Sahile sıfır, Yomra'nın en güzel kahvehanesine girdiler. Boydan boya camla kaplı duvarın yanındaki, Laz Ziya'dan başkasının oturamadığı masaya geçtiler. Çocuklar hemen masaya çay getirdiler ve diğer masalarda çayı olmayanlara çay dağıttılar. Laz Ziya ikinci çaya geçince hep olduğu gibi kahvedekilerin kimi saygısını sunmaya, kimi derdini anlatmaya geldi. Laz Ziya hepsi için uğraşırdı, sorunlarını çözerdi. Cezalandırılması gerekeni de hiç affetmez, ceza ayrımı da yapmazdı. Ölmesi gerekeni de bağışlamaz, öldürürdü. Önceleri baş kaldıran çok olurdu lakin Ziya'nın bir başka olduğu anlaşılınca herkes biat etmeye başladı. 

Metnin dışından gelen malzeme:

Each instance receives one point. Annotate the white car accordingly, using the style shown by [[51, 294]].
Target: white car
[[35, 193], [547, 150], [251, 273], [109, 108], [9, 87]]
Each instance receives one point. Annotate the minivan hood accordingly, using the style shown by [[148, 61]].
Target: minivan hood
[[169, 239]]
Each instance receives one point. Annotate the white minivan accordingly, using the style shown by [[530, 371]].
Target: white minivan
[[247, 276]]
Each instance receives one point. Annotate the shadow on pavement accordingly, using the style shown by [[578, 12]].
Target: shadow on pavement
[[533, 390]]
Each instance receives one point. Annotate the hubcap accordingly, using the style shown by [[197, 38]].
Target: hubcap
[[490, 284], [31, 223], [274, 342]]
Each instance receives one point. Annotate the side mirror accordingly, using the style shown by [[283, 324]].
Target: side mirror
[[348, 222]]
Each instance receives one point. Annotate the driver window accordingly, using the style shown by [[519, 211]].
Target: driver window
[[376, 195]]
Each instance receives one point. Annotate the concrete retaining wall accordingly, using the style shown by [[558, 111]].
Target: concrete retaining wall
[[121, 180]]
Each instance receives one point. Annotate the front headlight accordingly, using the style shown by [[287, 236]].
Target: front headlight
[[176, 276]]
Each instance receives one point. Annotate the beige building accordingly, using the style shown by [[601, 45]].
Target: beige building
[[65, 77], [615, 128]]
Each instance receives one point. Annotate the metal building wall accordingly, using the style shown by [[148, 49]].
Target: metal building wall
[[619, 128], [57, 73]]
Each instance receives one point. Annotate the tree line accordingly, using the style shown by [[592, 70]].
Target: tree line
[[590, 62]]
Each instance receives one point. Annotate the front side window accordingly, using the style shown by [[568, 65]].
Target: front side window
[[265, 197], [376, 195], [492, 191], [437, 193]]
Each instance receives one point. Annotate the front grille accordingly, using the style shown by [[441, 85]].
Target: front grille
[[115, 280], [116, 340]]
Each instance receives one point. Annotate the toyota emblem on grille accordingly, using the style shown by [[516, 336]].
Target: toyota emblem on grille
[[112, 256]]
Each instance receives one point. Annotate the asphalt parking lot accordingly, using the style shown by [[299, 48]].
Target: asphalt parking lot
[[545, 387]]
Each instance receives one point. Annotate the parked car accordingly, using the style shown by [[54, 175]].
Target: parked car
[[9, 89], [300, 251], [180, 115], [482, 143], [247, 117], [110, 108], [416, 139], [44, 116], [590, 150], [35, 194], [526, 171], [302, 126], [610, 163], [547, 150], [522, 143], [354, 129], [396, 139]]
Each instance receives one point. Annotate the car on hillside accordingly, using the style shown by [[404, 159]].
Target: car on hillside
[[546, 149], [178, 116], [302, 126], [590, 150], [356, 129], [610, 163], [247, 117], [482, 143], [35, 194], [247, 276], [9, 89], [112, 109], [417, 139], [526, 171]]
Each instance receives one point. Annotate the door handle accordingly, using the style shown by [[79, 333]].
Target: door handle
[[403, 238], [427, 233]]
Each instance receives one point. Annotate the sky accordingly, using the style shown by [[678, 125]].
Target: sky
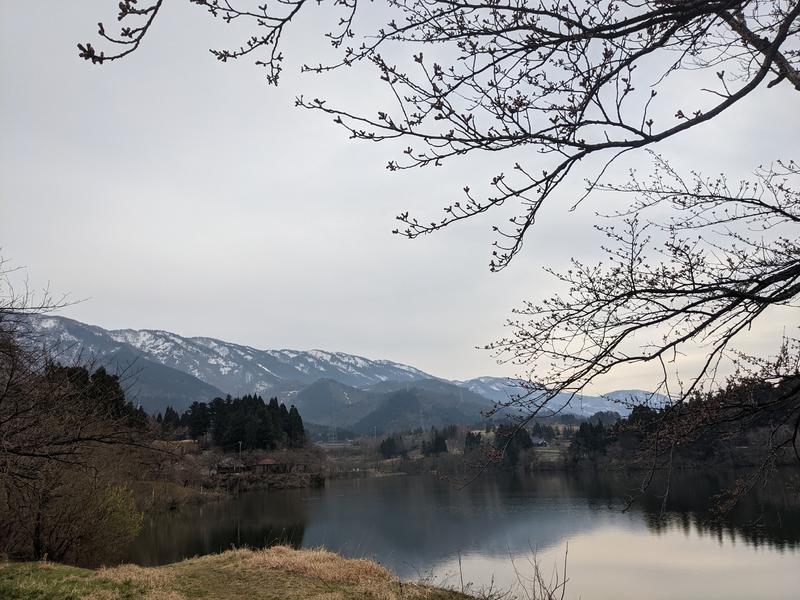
[[170, 191]]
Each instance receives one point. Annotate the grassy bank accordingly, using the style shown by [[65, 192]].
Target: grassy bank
[[273, 574]]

Bazen yaşadıklarını hatırlar, düşünürdü. Çok zor günlerden geçmiş, çok zor kararlar vermişti. Gazap saçtığı zamanlar çok olmuştu, pişman değildi hiçbiri için. Bundan sonra da her kararı verebilirdi. Kimi zaman kıydığı canların onda yaşattığı garip his diline vururdu.
"Çok beddua aldık Orhaağn."
"Aldığın dualar yeter abi."
"36 yıllık ömrümde, Azrail'den daha çok can almışımdır Orhan, melek ettin bizi."
"Azrail de bir melek abi."

Orhan, ah Orhan ah. Sadakat ve aidiyetin vücut bulmuş haliydi diye düşünürdü Ziya onun için. Ziyanın sevabına da günahına da ortaktı.